A London life: Hare, Hare!

You don't seem to see the amiable nutters of the Hare Krishna persuasion trotting round central London so much these days. Time was when columns of a score or more of the saffron-robed buggers could be regularly seen jogging energetically up and down Oxford Street, serenely but non-threateningly barging bemused shoppers out of the way as they passed.

And then yesterday I was making my through the by-ways and alleyways parallel to the Street itself. You will of course understand that no sane Londoner, certainly no sane male Londoner, actually walks along Oxford Street these days to reach a specific destination; that is a contest best left to the throngs of the cosmopolitan hoi polloi.

I heard a familiar sound in the distance.

But there was something not quite right about it. Partly it was the location. The vulgar sound of energetic drumming and chanting on New Bond Street, no less, was somehow a crass demotic intrusion, a solecism, nay a veritable sacrilege in that island of refaned haute coûture and an extravagance so discreet and natural it seems like modesty, where normally a calm, respectful, almost understated silence reigns, broken only by the occasional purr of a Rolls Royce or Bentley.

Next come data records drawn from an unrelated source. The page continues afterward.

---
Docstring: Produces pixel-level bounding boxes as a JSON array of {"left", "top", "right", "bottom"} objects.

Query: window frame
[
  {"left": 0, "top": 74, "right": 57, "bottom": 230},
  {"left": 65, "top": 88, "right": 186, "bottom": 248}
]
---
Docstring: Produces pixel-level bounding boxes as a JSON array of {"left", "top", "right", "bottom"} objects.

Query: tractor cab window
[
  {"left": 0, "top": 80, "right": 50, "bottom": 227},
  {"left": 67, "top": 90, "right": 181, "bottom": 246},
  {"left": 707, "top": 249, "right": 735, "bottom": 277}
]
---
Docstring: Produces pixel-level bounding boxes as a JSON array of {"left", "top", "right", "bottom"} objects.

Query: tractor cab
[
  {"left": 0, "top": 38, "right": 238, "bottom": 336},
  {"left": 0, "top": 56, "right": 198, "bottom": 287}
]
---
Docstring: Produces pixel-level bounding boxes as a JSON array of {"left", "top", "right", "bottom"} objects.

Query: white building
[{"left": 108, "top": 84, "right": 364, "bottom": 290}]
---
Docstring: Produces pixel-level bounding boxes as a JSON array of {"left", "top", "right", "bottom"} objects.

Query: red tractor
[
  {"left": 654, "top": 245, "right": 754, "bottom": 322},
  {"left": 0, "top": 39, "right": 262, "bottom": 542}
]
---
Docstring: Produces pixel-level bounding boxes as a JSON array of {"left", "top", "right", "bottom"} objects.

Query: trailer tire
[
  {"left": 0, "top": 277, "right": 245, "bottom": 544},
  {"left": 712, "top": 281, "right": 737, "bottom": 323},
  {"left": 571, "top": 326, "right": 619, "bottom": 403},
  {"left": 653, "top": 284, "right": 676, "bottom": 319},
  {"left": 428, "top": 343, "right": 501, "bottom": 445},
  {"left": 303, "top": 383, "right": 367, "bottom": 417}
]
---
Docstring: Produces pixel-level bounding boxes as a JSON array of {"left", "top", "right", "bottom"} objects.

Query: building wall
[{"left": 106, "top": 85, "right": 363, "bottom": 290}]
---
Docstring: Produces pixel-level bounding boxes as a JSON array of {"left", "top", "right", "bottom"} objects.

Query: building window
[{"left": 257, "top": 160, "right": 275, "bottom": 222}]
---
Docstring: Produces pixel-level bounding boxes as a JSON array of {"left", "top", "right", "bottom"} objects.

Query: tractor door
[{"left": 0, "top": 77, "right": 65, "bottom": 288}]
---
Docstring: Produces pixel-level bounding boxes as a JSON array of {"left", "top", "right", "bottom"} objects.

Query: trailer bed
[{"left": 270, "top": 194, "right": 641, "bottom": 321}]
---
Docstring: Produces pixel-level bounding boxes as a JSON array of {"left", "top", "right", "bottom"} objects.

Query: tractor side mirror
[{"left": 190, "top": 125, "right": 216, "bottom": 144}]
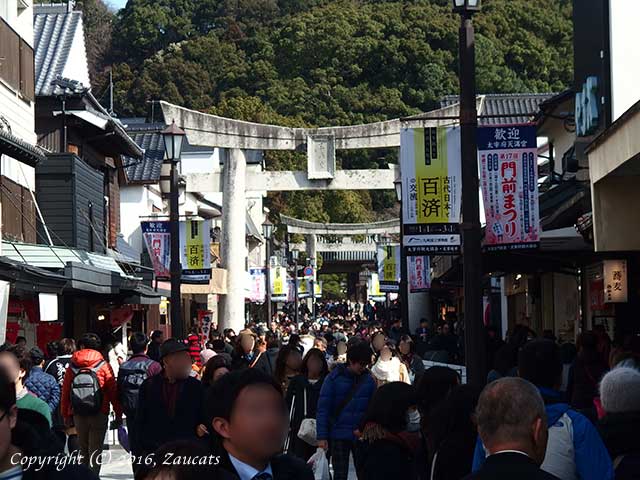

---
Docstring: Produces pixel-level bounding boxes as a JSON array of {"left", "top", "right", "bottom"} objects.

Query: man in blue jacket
[
  {"left": 473, "top": 339, "right": 613, "bottom": 480},
  {"left": 25, "top": 346, "right": 60, "bottom": 412},
  {"left": 317, "top": 341, "right": 376, "bottom": 480}
]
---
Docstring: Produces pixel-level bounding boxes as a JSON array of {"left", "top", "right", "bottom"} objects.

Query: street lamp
[
  {"left": 453, "top": 0, "right": 487, "bottom": 385},
  {"left": 262, "top": 218, "right": 274, "bottom": 323},
  {"left": 393, "top": 178, "right": 409, "bottom": 333},
  {"left": 162, "top": 120, "right": 186, "bottom": 339},
  {"left": 290, "top": 245, "right": 300, "bottom": 325}
]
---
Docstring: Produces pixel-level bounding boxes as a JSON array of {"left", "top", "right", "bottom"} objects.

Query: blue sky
[{"left": 106, "top": 0, "right": 127, "bottom": 10}]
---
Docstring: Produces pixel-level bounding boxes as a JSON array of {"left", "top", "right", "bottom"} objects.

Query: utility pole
[{"left": 457, "top": 3, "right": 487, "bottom": 385}]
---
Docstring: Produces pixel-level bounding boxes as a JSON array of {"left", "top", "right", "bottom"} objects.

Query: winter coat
[
  {"left": 44, "top": 354, "right": 72, "bottom": 386},
  {"left": 285, "top": 374, "right": 325, "bottom": 459},
  {"left": 135, "top": 373, "right": 204, "bottom": 455},
  {"left": 316, "top": 364, "right": 376, "bottom": 441},
  {"left": 60, "top": 349, "right": 123, "bottom": 419},
  {"left": 25, "top": 366, "right": 60, "bottom": 412},
  {"left": 215, "top": 449, "right": 314, "bottom": 480},
  {"left": 466, "top": 452, "right": 560, "bottom": 480},
  {"left": 568, "top": 357, "right": 608, "bottom": 410},
  {"left": 357, "top": 428, "right": 421, "bottom": 480},
  {"left": 252, "top": 348, "right": 279, "bottom": 377},
  {"left": 473, "top": 387, "right": 614, "bottom": 480},
  {"left": 598, "top": 411, "right": 640, "bottom": 480}
]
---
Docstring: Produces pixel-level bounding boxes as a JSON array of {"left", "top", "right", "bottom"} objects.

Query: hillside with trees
[{"left": 74, "top": 0, "right": 573, "bottom": 224}]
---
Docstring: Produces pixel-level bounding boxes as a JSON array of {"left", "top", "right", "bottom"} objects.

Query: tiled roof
[
  {"left": 122, "top": 123, "right": 166, "bottom": 183},
  {"left": 440, "top": 93, "right": 555, "bottom": 125},
  {"left": 33, "top": 5, "right": 85, "bottom": 96}
]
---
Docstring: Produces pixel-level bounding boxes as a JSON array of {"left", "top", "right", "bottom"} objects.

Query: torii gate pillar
[{"left": 219, "top": 148, "right": 247, "bottom": 333}]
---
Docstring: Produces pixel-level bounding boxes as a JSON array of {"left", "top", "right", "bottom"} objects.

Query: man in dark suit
[
  {"left": 207, "top": 369, "right": 313, "bottom": 480},
  {"left": 464, "top": 377, "right": 560, "bottom": 480}
]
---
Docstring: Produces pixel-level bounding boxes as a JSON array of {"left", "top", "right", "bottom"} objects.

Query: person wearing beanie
[{"left": 598, "top": 366, "right": 640, "bottom": 479}]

But there was something else, something I couldn't quite put my finger on. And then they hove into view, trotting briskly up the hill. A squad of no more than seven. A drummer at the rear, some tambourine monkeys, and one bloke in the lead, endlessly chanting "Hare Krishna! Hare Rama! Hare! Hare!" through a microphone.

Perhaps the recession is so bad that even the Hare Krishna ('Arry to its mates) is having to downsize acolytes. Perhaps it's just the march of progress. But somehow it didn't seem right, like a motorized prayer wheel in a Tibetan monastery.

Plus ça change, plus ça devient pire.